According to these sources, this approach echoes Pakistan’s prior counterinsurgency model used in Kashmir, aiming to reduce army casualties. Military and intelligence institutions predominantly led by Punjabis, including the Frontier Corps (FC) and the Inter-Services Intelligence (ISI), are reportedly arming and financing tribal leaders like Shafiq Mengal, who heads the Musallah Defah Tanzeem, to eliminate suspected BLA sympathisers.
These militia forces are said to be acting with impunity committing extortion, kidnappings, and killings across the province. Civilians are often kidnapped by unknown individuals in unmarked cars from residences, bazaars, or on the streets during demonstrations. There are no official records of these detentions, and families are left ignorant of their relatives’ destinies.

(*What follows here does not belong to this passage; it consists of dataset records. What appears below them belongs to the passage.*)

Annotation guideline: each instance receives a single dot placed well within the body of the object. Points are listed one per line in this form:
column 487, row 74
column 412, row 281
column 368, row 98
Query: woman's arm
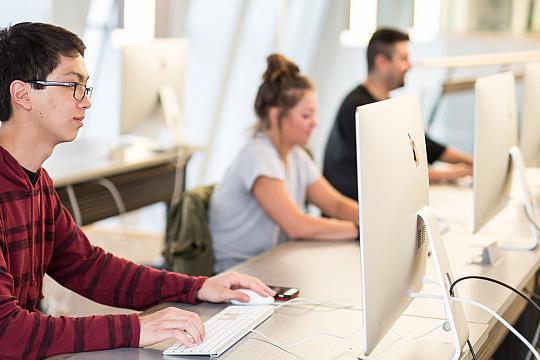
column 323, row 195
column 273, row 197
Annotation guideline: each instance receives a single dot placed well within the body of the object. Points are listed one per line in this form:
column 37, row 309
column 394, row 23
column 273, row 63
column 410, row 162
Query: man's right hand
column 171, row 323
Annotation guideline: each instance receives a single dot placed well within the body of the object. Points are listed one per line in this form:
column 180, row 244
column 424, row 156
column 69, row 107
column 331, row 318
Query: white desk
column 142, row 176
column 288, row 325
column 331, row 270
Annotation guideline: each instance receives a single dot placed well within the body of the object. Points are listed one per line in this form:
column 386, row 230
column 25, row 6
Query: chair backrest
column 188, row 242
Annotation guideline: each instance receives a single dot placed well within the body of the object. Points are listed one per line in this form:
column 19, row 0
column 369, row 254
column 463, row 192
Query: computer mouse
column 255, row 299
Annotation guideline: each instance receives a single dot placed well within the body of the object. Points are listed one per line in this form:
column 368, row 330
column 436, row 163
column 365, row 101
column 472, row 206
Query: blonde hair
column 283, row 86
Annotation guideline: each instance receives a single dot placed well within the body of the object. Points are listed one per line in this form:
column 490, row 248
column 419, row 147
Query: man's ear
column 20, row 94
column 380, row 62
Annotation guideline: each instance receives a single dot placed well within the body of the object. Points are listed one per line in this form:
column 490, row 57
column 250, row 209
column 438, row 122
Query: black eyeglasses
column 79, row 90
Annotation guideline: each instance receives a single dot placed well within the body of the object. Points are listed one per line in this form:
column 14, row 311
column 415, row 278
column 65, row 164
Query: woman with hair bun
column 261, row 200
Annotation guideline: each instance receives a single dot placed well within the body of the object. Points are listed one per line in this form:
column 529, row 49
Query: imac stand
column 427, row 225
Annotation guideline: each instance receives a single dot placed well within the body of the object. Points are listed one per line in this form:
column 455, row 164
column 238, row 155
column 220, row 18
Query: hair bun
column 279, row 67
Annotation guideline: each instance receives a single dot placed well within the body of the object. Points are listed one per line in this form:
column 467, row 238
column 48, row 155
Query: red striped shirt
column 38, row 236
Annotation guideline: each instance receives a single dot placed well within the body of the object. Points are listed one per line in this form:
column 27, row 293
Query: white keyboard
column 224, row 329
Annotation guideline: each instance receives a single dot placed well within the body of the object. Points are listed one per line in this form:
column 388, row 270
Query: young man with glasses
column 43, row 100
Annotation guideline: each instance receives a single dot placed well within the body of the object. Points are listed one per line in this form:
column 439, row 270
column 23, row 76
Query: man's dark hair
column 382, row 42
column 31, row 51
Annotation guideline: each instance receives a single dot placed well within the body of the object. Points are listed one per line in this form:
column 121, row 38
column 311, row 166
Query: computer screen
column 394, row 233
column 529, row 135
column 498, row 160
column 494, row 135
column 153, row 75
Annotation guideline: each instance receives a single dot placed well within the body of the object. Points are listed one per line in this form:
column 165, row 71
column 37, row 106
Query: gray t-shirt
column 240, row 228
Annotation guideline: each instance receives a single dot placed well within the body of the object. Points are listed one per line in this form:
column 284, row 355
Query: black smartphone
column 284, row 293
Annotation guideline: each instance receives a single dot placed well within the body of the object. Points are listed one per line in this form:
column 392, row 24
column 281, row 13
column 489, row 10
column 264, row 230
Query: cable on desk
column 74, row 205
column 471, row 349
column 530, row 218
column 109, row 185
column 520, row 293
column 504, row 322
column 328, row 303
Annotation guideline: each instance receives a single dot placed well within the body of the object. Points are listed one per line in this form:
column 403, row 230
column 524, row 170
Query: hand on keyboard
column 223, row 287
column 185, row 327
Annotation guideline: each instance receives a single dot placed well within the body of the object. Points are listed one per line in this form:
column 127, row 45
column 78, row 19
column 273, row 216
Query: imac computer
column 396, row 224
column 497, row 158
column 529, row 137
column 153, row 75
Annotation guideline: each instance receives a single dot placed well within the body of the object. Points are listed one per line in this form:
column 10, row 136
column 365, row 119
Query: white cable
column 74, row 205
column 416, row 337
column 327, row 303
column 109, row 185
column 307, row 338
column 504, row 322
column 534, row 342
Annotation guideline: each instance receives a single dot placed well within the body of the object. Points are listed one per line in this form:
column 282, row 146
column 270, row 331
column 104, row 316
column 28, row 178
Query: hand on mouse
column 223, row 287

Following detention, the kidnapped are said to be taken to clandestine centers most of the time within FC camps or ISI-run safe houses where they undergo extreme means of torture such as electric shock and physical assault. In some cases, detainees are executed in captivity; others are murdered in fake encounters. Bodies, in most cases with markings of bullets, burns, and broken bones, are disposed of in remote areas as a message to the locals.

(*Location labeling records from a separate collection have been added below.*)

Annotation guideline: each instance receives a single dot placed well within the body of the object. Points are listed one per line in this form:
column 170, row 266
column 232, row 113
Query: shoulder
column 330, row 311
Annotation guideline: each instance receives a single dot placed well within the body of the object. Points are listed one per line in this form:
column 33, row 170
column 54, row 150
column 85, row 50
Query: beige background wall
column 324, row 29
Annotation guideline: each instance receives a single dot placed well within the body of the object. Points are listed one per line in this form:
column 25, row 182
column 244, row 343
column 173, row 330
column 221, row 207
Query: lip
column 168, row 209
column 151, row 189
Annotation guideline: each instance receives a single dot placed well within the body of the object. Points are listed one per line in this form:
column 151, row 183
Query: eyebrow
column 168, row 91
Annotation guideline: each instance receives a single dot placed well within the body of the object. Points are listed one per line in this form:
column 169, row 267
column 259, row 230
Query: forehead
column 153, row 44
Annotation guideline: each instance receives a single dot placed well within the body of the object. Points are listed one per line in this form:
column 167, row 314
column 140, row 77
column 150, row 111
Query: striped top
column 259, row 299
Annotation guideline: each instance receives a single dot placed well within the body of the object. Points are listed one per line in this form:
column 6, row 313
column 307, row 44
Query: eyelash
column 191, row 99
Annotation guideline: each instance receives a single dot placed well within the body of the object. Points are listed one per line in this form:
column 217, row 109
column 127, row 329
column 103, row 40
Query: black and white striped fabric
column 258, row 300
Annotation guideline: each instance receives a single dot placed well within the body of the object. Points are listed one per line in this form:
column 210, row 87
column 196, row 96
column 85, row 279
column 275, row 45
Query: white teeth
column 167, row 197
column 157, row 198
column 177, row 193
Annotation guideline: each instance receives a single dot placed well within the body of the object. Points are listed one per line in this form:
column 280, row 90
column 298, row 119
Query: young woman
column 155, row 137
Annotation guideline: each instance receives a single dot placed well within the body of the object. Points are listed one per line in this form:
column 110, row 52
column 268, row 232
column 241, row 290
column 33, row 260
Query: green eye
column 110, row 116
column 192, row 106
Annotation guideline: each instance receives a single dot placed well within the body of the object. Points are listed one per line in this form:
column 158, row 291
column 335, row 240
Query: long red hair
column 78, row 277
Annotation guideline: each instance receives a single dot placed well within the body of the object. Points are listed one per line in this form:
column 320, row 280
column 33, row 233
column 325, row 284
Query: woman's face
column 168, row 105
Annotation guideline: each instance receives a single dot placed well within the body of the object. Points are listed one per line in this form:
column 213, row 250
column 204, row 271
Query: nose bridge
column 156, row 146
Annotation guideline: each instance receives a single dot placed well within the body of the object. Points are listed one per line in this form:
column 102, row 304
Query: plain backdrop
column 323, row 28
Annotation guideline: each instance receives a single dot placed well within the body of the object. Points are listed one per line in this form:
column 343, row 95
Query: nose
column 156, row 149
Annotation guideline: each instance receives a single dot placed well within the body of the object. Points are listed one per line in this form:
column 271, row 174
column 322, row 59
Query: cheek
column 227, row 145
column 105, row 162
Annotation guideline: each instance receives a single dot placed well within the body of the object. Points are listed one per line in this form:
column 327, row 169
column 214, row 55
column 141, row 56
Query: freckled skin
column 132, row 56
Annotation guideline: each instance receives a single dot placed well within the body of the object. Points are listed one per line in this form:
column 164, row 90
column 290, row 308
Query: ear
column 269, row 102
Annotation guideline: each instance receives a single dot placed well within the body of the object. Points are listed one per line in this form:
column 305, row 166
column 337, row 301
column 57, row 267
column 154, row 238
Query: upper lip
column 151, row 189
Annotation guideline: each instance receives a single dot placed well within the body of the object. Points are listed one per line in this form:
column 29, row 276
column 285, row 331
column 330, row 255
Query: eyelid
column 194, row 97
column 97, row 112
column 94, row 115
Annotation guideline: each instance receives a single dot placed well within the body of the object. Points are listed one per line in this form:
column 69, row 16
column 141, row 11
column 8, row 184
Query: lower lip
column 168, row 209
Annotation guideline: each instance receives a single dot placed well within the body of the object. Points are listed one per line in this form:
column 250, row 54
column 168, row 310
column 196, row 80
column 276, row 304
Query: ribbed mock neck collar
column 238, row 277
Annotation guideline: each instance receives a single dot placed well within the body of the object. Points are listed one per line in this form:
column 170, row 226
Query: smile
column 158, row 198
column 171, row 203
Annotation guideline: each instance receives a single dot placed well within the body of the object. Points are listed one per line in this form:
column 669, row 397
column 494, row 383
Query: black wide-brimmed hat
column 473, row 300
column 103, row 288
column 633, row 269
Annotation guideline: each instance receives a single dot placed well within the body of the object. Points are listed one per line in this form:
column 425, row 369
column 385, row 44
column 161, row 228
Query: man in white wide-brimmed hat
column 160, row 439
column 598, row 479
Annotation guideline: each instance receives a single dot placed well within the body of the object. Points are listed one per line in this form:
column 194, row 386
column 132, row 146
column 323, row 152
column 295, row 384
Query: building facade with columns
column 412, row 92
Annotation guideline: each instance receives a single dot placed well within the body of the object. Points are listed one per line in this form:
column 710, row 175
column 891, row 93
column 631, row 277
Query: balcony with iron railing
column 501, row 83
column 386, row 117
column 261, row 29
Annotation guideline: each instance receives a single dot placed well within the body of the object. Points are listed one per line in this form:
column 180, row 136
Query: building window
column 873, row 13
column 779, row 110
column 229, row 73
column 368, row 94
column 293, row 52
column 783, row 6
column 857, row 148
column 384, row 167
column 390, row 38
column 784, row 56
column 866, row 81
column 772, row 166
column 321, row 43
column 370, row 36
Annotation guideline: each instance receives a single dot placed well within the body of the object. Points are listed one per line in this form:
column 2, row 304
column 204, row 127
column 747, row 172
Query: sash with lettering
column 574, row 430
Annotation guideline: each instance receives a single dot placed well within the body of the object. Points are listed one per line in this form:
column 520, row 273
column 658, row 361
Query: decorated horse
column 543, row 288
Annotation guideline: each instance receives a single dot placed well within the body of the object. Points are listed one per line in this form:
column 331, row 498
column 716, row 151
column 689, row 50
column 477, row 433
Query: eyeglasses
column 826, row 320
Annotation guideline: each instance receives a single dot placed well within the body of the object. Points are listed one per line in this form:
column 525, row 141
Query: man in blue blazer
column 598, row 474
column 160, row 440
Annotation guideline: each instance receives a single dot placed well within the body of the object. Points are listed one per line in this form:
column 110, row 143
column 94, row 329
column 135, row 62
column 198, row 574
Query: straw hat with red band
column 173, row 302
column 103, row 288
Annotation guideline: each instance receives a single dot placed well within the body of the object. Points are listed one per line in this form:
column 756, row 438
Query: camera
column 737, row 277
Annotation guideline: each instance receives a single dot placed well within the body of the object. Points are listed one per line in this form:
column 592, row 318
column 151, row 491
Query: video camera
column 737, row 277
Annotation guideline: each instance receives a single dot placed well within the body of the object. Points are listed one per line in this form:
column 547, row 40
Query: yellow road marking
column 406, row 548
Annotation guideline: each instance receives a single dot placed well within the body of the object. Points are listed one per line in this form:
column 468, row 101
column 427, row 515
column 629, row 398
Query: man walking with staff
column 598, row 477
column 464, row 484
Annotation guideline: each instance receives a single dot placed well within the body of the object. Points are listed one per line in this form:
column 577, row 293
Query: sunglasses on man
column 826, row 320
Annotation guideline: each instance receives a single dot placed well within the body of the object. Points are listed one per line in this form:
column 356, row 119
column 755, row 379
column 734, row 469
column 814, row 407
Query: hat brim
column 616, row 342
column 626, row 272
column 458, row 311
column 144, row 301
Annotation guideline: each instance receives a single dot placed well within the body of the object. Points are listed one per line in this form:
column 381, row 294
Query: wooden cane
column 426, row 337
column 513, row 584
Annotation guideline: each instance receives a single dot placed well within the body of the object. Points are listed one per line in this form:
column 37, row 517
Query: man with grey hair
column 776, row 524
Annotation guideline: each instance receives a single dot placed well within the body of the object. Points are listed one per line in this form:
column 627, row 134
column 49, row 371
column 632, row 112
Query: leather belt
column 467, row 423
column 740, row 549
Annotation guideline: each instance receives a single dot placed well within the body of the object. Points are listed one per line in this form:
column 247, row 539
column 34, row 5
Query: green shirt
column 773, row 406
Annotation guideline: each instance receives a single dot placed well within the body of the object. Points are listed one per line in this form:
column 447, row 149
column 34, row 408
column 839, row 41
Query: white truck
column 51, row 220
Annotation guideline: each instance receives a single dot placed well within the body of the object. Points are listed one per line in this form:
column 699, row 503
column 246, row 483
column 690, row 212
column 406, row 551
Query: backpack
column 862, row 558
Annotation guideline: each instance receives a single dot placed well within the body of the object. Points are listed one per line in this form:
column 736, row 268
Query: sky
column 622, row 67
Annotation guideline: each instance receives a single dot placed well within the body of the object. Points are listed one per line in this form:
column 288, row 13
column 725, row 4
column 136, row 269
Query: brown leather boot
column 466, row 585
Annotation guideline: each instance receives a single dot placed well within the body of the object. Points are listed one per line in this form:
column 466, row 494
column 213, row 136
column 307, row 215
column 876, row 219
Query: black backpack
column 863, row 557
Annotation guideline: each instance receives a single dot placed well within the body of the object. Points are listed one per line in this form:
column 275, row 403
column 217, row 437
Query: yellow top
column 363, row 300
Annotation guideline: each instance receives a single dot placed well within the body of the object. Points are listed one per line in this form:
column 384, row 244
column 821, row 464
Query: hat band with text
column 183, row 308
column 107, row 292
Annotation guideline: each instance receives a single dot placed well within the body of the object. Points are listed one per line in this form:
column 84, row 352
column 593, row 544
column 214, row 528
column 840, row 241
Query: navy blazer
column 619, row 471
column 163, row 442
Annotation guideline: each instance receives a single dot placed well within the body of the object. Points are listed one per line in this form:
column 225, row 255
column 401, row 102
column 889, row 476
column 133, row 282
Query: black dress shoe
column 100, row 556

Though the infamous ‘kill-and-dump’ policy is not a fresh trend in Balochistan, intelligence officials say its intensity has sharply risen. Human rights groups such as the Voice for Baloch Missing Persons (VBMP) have documented more than 7,000 enforced disappearances since 2004. In only November 2024 alone, 98 new cases of enforced disappearance were reported, and in the first four months of 2025 alone, 51 extrajudicial killings were reported, nearly equal to the number of 68 total reported across all of 2024. Among the 13 bodies found in April were Nizam and Abu Bakar.
Intelligence experts claim that the use of these death squads is two-fold: it is aimed at eliminating resistance and protecting the Pakistani army from direct responsibility for the increasing human rights abuses, among them torture and murder.